Within no time Naren hot-wired the bike and it was back on the road! With Naren by your side, great things are possible...

Lesson #9: Remember lesson #6! Learn bike theory, whether it’s changing your rear tyre single handedly or hot-wiring the ignition, changing oil or adjusting brakes, if you always depend on a mechanic, you will be in trouble when bad things happen

We were not very far from home now, and we rode in, after a glorious 2600 KM or more across some of the most awesome roads in the world. Despite all the glitches and little annoyances, the trip was the best ride I ever had in my life.

Now we plan to do it again this September!


  1. wow, spectacular post! I wish I was there., I don't know anything about inside a bike, I can change the sparkplug that's all, but hey - I can ride one good!

  2. Wind talkers Salut! Awesome thou guys are.

  3. " I’ve always believed that theory is more important then practice, practice should be done after the theory is known."
    -- Hear! Hear! - a credo that is often difficult to get across to people, especially those with a history of success in 'practice'

    " with the thump of 4 Enfields and the whine of one Karizma resounding through the length."
    --- hmmm , was there a modulating ultra low frequency beat :) ?

    " With Naren by your side, great things are possible..."
    Hey Cuz, you are lucky to have a great brother!
    (and I am sure the rest of us who share your adventures vicariously feel a sense of security taking comfort that there's two of you looking out for each other :) )

  4. Since the Enfields have almost same RPM for a given speed - The RPM variation is a maximum of about 16:18 between the various engines. This causes some interesting harmonics, you have to hear it! Often in traffic I ride beside other Enfields just for the sound effects!!

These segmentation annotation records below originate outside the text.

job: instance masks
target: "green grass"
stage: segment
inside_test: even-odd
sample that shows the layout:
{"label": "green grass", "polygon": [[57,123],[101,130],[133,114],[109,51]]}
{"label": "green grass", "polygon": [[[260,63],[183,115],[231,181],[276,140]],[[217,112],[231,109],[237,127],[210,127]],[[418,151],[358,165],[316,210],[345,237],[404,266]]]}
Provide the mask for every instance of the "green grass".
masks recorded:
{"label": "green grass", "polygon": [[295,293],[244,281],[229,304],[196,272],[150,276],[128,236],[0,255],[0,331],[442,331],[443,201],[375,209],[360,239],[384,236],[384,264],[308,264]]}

  5. Amazing writeup. We are also doing this road coming June(2012) one REs. You blog is very descriptive and informative. Though I had a question. Did you guys pre-book your stay at all the places, especially the military one(DRAS) where you mentioned "After what seemed like hell frozen over, we finally reached a military encampment, where we’d arrangements to stay....". Can you please let me know how you got these arrangements in place?

    Also, I have cramster Stallions with me, but I am not sure if they can sustain rough weather(rain/snow). What are your thoughts about it? Would I need a Tarpolin to cover my bags?

    Please do write back to me@ and I would be looking forward to your update.